As a producer on 2012’s The Amish, American Experience's in-depth look at the history, beliefs and traditions of the insular religious community, Wiser was exposed to the concept of shunning. “This is one of the faith’s defining practices in which members of the community cut ties with those who choose to leave,” says Wiser. “We touched on it in the first film, but I was interested in delving further into the practice, and finding individuals whose stories would portray the breadth and variety of shunning.”
Revealing the pain of those who leave and the suffering of those left behind, the film is the story of people confronted with difficult choices. To the Amish, shunning is an essential tenet of their faith and a way to maintain the strength and viability of a tight-knit community. While the practice has helped protect them from the onslaught of modern culture, it is an agonizing decision for parents, relatives and friends to sever ties with loved ones whom they believe to be eternally condemned for their decision to leave.
Many who leave face challenging obstacles: no birth certificates or social security numbers, language barriers since English is not their primary language, and the lack of a support network in the outside world. Young people who leave know that their families will disapprove and some, particularly from stricter communities, run away without saying goodbye to avoid a painful confrontation.

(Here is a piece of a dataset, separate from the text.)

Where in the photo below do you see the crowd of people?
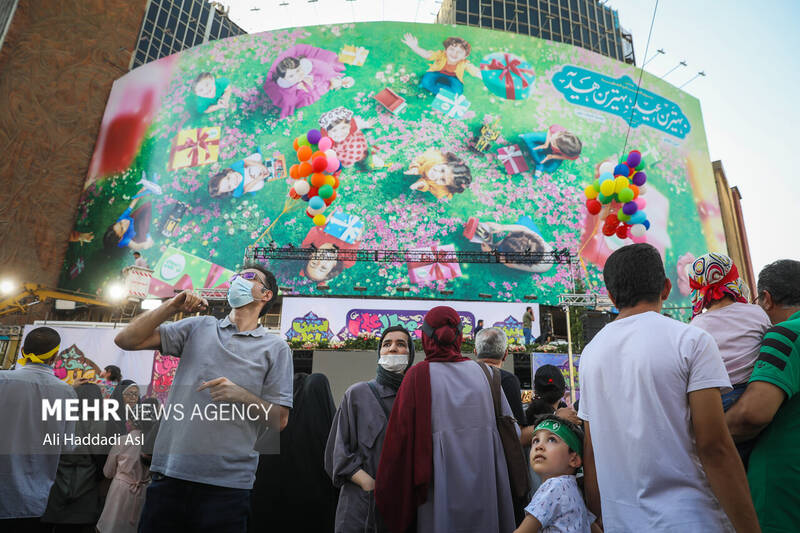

They shoulder the burden of knowing their families will wake up to an empty room and the realization they may never see their child again–in this life or the next.
“The film is an emotional roller coaster through a set of universal experiences that anyone can understand even if they’re not Amish,” says Mark Samels, Executive Producer of American Experience. “The longing of a parent for a child, the sadness of a child for the family they have lost, the pain of separation that lasts a lifetime. All of these things are at play in this film.”
Whether out in the world for two weeks or 35 years, the former Amish in the film struggle to create a new sense of community in modern America. The moment of walking out the door begins a lifetime of wondering: “If you are born Amish, must you stay Amish to go to heaven?” Each will spend their days trying to answer that question and to reconcile the life they have lost.